Senator Andy Kim of New Jersey went on camera and offered this gem about Platner: "The character and the transparency about the different candidates is going to come out." Translation — he's not dropping support, he's just hoping the scandal blows over. Kim made it clear he'd work with anyone as long as they're fighting Trump. Standards? What standards?

Senator Cory Booker, also of New Jersey, warned that without winning the Senate, "we will continue to have an out-of-control president." So the math here is simple — a scandal-plagued candidate with explicit texts, a covered-up tattoo, and disturbing posts is still better than letting Republicans keep a Senate seat. That's the Democrat moral compass in 2026.

Even former Republican Representative Patrick McHenry of North Carolina couldn't help but state the obvious: "The guy with the Nazi tattoo turns out to be a pretty bad guy in Maine." You don't say.

Governor Andy Beshear of Kentucky, Senator Chris Murphy of Connecticut, former Representative Val Demings of Florida — they all showed up on the Sunday shows, and the party line was identical. Not one of them said Platner should drop out. Not one said the behavior was disqualifying.

This is the same party that told us they were the defenders of women. The same party that weaponized #MeToo against every Republican within arm's reach. The same party that demanded Brett Kavanaugh's head on a pike over an uncorroborated allegation from decades ago.

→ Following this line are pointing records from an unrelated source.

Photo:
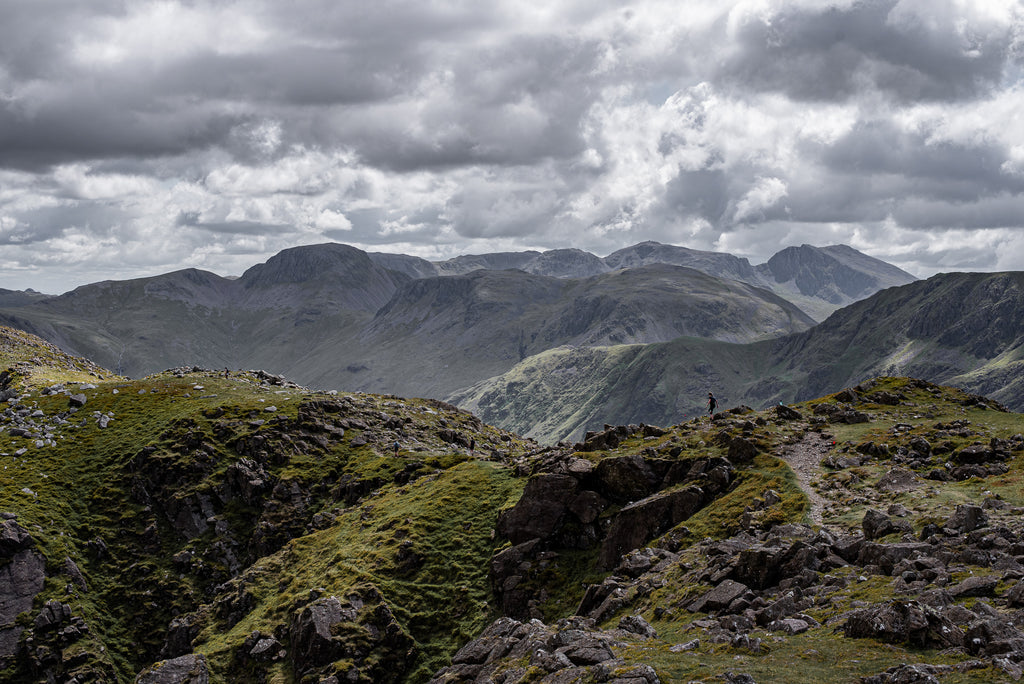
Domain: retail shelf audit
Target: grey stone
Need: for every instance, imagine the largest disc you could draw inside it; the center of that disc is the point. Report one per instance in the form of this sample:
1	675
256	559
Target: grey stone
190	669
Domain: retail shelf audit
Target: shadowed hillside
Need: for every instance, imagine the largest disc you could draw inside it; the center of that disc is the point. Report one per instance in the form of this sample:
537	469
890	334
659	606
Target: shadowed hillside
963	329
194	527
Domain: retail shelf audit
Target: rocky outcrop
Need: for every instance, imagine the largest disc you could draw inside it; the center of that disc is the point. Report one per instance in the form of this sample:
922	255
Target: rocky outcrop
189	669
571	650
22	578
614	507
359	630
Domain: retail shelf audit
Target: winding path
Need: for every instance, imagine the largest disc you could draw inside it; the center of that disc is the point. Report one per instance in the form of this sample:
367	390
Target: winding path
805	459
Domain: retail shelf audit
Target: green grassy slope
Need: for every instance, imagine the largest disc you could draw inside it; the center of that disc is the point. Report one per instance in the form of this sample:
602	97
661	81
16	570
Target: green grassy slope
198	480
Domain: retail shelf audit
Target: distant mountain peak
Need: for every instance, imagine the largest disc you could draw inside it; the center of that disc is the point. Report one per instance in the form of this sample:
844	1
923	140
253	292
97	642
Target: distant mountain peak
301	264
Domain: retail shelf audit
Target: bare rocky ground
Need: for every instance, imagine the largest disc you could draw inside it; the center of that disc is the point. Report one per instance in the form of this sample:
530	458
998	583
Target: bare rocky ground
805	458
906	567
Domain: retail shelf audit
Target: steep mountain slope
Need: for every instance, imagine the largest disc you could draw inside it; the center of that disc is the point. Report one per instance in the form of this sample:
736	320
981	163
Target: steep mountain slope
438	335
820	280
267	317
181	513
335	316
718	264
963	329
190	527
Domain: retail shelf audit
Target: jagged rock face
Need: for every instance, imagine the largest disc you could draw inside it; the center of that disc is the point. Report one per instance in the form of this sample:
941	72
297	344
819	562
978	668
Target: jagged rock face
190	669
22	578
566	509
572	650
328	630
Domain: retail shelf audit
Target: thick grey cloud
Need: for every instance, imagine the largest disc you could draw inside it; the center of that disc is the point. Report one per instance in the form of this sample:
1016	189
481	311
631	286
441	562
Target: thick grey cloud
908	51
145	136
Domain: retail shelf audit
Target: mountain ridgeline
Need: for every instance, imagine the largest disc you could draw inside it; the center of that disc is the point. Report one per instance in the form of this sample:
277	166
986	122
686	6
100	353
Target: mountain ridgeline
961	329
334	316
196	527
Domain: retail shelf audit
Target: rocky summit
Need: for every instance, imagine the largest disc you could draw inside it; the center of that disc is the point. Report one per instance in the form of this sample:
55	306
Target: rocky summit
202	525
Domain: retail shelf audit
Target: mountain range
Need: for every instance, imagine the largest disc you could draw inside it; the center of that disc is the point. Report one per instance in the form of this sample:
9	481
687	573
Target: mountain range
557	343
192	527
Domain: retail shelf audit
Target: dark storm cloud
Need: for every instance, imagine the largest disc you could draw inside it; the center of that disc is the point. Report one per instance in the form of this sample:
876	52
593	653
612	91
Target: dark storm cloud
220	129
994	212
192	219
880	147
38	225
834	53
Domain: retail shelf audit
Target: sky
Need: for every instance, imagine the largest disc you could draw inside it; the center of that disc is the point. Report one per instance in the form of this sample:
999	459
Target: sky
142	137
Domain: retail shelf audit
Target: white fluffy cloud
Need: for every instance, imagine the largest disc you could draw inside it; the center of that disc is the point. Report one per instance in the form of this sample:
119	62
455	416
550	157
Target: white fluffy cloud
141	137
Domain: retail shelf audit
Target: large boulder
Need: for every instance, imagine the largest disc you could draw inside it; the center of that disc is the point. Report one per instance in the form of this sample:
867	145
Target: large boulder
626	478
877	524
639	522
906	623
541	509
190	669
22	578
363	631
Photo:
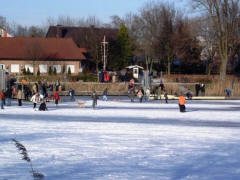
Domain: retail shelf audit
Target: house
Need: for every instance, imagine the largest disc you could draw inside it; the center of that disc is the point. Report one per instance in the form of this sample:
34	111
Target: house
89	38
85	37
4	33
40	54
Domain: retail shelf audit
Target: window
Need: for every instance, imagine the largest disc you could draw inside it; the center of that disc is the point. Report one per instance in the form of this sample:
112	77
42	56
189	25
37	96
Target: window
2	66
58	68
30	67
72	67
15	68
43	68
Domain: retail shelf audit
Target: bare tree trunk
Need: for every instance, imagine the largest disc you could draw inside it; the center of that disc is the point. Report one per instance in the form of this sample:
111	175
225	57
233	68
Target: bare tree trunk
169	66
223	68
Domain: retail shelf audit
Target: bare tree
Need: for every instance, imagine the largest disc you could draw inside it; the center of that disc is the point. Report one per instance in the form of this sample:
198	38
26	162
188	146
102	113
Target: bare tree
224	15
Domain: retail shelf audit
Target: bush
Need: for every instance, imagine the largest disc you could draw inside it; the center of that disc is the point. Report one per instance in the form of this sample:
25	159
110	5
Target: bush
28	71
24	71
69	71
55	71
85	77
38	72
50	71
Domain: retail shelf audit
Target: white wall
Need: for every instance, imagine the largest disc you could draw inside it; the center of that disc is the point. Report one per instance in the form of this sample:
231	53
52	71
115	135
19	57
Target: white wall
72	67
43	68
58	68
30	66
15	68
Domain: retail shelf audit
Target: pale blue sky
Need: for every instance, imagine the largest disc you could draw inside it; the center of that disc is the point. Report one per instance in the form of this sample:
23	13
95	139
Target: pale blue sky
35	12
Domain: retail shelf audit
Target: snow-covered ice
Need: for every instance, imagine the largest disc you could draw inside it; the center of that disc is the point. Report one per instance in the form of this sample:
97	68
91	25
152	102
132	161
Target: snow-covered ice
123	140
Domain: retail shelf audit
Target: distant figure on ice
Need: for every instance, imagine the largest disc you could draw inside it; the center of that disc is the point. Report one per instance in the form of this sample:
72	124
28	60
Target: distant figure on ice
140	94
166	97
131	90
72	94
197	88
161	86
57	85
57	98
228	92
43	106
8	95
105	94
202	88
189	94
19	97
2	98
147	94
94	98
182	100
35	99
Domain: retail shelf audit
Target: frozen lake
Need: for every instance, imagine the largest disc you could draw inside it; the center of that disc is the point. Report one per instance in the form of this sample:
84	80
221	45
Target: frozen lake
123	140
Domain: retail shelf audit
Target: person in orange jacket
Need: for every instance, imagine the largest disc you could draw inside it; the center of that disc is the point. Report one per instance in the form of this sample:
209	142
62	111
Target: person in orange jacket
181	103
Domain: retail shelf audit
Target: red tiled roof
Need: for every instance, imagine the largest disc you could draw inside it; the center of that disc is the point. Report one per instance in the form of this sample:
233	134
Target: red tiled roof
39	49
83	50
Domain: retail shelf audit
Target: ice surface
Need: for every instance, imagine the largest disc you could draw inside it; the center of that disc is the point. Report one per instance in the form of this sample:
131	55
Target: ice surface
123	140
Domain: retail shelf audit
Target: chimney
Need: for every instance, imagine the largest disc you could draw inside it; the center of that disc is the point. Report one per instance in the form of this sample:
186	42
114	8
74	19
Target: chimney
59	32
4	33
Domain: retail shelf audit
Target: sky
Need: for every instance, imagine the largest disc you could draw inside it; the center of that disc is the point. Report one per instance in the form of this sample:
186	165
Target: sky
35	12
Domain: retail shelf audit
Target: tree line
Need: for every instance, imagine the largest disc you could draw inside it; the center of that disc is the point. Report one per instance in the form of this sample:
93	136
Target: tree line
162	37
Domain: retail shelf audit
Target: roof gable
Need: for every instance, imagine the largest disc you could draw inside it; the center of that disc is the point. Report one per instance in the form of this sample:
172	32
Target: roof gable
39	49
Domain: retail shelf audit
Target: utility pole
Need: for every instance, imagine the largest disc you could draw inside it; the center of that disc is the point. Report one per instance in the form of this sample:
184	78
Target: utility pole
104	44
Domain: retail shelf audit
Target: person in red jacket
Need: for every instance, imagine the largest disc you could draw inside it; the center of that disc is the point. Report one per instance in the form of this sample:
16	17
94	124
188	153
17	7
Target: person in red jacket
181	101
57	98
2	98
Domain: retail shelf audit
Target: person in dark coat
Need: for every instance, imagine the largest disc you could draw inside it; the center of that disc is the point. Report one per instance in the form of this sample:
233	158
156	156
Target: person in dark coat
43	106
94	98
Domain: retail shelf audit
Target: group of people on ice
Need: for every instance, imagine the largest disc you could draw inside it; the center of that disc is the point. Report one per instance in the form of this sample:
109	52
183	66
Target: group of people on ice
40	95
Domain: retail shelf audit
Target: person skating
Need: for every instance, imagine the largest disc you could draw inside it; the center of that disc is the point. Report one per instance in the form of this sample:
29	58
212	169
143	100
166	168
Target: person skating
43	106
147	94
105	94
57	98
19	97
182	100
166	97
140	94
94	98
72	94
8	95
35	99
2	98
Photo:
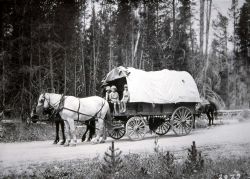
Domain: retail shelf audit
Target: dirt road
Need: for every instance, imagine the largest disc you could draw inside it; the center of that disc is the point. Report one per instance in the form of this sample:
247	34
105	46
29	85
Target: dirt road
221	140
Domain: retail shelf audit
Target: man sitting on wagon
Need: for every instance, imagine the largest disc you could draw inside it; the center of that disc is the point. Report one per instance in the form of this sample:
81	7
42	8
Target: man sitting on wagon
114	98
125	99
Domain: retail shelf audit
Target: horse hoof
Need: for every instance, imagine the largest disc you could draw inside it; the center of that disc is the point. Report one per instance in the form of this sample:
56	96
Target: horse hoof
72	145
55	142
66	145
102	141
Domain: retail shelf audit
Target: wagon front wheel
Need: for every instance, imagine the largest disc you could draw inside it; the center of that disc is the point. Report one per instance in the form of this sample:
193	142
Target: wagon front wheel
136	128
117	130
182	121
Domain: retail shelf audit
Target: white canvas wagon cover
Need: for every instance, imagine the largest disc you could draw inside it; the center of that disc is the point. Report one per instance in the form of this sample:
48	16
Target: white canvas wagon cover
159	87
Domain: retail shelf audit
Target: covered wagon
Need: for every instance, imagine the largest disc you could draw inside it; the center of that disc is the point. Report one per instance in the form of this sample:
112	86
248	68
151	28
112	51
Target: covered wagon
159	101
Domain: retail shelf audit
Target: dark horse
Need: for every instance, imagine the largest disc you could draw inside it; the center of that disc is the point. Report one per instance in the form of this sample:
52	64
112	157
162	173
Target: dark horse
59	122
209	109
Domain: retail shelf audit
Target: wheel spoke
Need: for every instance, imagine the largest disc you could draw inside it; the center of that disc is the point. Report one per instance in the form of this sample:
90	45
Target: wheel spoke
182	121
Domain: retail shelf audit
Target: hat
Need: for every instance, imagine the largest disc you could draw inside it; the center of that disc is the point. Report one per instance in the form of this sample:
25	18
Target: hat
107	88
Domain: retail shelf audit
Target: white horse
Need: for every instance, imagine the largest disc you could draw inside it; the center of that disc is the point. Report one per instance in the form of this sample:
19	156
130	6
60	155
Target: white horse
73	109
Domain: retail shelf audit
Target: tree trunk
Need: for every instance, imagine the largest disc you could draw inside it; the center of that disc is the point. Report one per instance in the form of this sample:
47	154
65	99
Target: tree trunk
65	72
94	53
3	79
201	25
51	64
208	25
173	4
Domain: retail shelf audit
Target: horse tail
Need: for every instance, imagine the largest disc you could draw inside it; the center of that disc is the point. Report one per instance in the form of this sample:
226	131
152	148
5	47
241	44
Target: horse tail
215	108
108	116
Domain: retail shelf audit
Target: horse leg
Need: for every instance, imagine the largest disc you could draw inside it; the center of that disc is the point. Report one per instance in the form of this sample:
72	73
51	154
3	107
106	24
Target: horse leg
63	132
194	122
98	137
85	133
72	132
212	117
57	132
91	129
66	123
209	118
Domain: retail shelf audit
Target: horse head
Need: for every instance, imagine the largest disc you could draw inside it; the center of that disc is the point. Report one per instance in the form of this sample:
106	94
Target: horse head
42	103
199	108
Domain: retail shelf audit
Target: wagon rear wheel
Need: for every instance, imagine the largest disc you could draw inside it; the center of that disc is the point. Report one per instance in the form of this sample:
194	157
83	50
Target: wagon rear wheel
136	128
117	130
182	121
164	127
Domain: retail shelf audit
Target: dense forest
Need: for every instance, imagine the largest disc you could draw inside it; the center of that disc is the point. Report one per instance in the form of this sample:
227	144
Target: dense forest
69	45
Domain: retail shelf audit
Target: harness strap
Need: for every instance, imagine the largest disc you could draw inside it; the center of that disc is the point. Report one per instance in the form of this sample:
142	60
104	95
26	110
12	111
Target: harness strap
78	110
80	113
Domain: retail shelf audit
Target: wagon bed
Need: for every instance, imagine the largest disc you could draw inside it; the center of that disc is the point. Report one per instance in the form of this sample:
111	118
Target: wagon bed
161	110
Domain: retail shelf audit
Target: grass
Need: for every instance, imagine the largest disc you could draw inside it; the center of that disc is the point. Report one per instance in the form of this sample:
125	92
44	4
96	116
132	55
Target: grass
160	164
21	132
134	166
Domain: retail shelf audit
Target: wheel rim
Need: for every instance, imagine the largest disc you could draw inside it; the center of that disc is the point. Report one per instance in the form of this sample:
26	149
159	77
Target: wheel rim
117	131
182	121
136	128
163	128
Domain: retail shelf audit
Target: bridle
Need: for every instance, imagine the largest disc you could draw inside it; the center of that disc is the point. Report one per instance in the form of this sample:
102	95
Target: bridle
55	108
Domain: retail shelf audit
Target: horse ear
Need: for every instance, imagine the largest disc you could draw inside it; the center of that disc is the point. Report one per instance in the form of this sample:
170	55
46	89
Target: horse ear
42	91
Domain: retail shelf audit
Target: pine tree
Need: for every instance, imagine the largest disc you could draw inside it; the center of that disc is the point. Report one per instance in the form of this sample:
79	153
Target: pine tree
112	161
194	161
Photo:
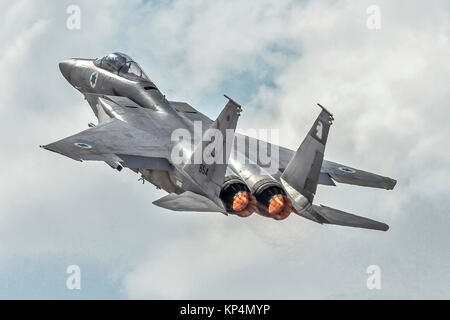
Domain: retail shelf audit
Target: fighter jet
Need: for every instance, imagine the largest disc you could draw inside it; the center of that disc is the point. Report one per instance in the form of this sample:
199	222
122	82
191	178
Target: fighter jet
208	167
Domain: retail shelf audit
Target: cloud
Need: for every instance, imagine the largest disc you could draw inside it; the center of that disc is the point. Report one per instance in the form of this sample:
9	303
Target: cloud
388	90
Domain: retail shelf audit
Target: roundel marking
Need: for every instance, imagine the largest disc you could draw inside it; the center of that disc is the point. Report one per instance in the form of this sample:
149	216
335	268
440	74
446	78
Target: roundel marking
347	170
93	79
83	145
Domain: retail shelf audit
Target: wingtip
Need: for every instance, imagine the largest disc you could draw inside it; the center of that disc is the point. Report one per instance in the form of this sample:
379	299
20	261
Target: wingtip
325	109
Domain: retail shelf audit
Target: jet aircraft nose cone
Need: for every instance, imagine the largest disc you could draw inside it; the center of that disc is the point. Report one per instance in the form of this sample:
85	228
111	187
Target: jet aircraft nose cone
66	68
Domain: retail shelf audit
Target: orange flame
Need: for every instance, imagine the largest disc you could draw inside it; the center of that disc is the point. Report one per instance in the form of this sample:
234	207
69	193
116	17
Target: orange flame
240	202
280	207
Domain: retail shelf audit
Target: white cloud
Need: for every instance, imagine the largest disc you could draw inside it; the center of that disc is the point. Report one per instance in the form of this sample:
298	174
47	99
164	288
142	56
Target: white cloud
388	90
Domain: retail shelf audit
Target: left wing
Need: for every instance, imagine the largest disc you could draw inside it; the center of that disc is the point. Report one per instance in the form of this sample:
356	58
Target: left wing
114	142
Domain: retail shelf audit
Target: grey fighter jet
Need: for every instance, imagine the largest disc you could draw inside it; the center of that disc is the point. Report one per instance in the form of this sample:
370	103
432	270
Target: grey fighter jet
135	130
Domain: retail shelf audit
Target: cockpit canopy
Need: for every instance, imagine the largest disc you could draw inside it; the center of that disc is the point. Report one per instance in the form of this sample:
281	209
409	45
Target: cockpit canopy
122	65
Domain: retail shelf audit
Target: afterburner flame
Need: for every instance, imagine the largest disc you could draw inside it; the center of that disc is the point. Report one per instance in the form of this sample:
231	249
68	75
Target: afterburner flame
241	201
280	207
277	204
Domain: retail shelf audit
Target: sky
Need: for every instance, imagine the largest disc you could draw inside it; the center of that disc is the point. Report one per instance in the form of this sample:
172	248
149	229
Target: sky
387	88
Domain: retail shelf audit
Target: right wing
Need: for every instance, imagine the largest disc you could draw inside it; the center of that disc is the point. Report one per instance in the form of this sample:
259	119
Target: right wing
329	172
187	201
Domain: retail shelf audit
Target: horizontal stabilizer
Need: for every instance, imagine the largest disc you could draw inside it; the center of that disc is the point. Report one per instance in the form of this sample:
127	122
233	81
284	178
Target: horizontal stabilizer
187	201
333	216
348	175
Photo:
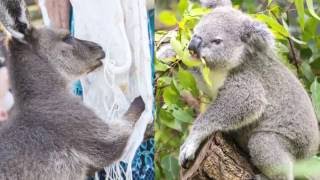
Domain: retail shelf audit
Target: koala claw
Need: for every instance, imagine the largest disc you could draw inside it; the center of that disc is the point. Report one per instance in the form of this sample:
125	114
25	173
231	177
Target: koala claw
187	154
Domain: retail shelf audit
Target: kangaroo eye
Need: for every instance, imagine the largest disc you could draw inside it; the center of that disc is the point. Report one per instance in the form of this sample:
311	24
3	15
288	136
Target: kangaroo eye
67	39
216	41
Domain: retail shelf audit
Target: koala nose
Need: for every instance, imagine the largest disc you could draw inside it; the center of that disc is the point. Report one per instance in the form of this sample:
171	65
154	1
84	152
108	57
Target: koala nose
195	44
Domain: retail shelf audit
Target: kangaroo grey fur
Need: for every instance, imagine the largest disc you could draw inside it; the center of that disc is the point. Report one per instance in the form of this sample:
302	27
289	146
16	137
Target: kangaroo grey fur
261	103
50	134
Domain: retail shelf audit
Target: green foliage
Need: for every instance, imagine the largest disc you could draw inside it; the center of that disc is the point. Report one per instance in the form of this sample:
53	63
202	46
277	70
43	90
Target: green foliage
296	27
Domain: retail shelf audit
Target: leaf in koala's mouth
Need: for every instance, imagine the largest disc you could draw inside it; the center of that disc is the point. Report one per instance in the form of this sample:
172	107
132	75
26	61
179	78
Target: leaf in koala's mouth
203	61
194	55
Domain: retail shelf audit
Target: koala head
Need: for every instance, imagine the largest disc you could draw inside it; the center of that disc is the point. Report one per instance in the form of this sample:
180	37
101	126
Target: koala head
223	38
72	57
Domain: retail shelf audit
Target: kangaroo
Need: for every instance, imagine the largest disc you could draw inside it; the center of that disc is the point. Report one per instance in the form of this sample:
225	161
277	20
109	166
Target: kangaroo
50	133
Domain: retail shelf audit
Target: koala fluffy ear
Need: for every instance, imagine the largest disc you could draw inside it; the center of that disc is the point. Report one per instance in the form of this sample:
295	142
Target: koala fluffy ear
256	34
216	3
13	17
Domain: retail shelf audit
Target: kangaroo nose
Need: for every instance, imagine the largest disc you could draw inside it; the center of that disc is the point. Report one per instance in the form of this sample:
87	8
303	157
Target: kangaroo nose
195	44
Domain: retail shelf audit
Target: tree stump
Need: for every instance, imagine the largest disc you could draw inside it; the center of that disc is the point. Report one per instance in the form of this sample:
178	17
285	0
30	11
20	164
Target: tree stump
219	159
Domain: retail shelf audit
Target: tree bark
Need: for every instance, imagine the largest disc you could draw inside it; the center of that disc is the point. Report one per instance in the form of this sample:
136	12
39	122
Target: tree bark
219	159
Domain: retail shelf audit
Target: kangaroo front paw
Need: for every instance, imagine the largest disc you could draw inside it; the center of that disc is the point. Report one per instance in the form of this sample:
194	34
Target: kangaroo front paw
187	153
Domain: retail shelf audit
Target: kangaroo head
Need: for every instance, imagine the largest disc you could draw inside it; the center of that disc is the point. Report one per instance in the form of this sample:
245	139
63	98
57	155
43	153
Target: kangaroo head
70	56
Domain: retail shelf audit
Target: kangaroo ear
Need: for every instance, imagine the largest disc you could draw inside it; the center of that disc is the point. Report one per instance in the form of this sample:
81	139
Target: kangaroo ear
13	16
216	3
256	34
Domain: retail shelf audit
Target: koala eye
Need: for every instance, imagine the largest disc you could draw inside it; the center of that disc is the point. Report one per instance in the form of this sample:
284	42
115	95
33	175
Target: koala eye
67	39
216	41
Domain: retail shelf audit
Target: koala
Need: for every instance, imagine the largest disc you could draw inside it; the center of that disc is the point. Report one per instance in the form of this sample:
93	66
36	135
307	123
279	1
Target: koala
259	103
50	134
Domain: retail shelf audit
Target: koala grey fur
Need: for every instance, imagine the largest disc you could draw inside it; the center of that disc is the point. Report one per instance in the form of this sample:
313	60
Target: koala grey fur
260	102
50	133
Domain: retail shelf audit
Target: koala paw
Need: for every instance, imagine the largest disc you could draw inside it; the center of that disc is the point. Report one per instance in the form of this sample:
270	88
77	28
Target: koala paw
187	153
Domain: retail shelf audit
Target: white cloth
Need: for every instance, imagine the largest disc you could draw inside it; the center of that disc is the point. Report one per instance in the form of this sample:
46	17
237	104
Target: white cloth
121	28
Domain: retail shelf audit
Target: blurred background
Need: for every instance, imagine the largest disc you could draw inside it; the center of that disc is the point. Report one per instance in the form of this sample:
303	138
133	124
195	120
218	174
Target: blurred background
296	27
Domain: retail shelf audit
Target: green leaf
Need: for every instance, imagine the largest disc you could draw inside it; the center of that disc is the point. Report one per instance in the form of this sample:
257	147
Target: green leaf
160	67
206	76
170	167
311	9
300	9
189	61
182	6
187	81
171	96
168	120
273	24
164	81
285	25
182	115
177	46
168	18
315	96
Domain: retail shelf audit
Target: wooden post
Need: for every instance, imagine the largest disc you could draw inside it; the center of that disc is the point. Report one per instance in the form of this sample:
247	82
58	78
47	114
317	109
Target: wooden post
59	13
219	159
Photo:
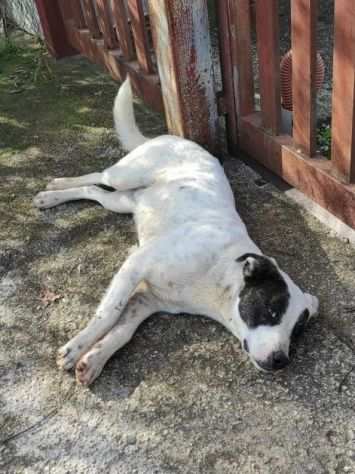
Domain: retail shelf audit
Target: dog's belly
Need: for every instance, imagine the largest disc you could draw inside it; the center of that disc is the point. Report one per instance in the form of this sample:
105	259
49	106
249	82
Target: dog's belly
164	207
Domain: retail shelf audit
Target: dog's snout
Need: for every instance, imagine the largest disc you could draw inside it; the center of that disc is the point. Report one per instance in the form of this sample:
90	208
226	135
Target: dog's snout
276	361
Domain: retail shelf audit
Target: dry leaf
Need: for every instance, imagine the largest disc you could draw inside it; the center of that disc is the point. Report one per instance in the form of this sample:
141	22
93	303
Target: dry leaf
47	297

But a Democrat caught red-handed sending explicit messages to up to a dozen women while newly married? Well, he's "fighting Trump," so all is forgiven.

The media held the door open for days hoping this story would die in the dark. It didn't. And now that they've been dragged into covering it, the best they can muster is soft-focus interviews where Democrats explain why character only matters when there's an R next to the name.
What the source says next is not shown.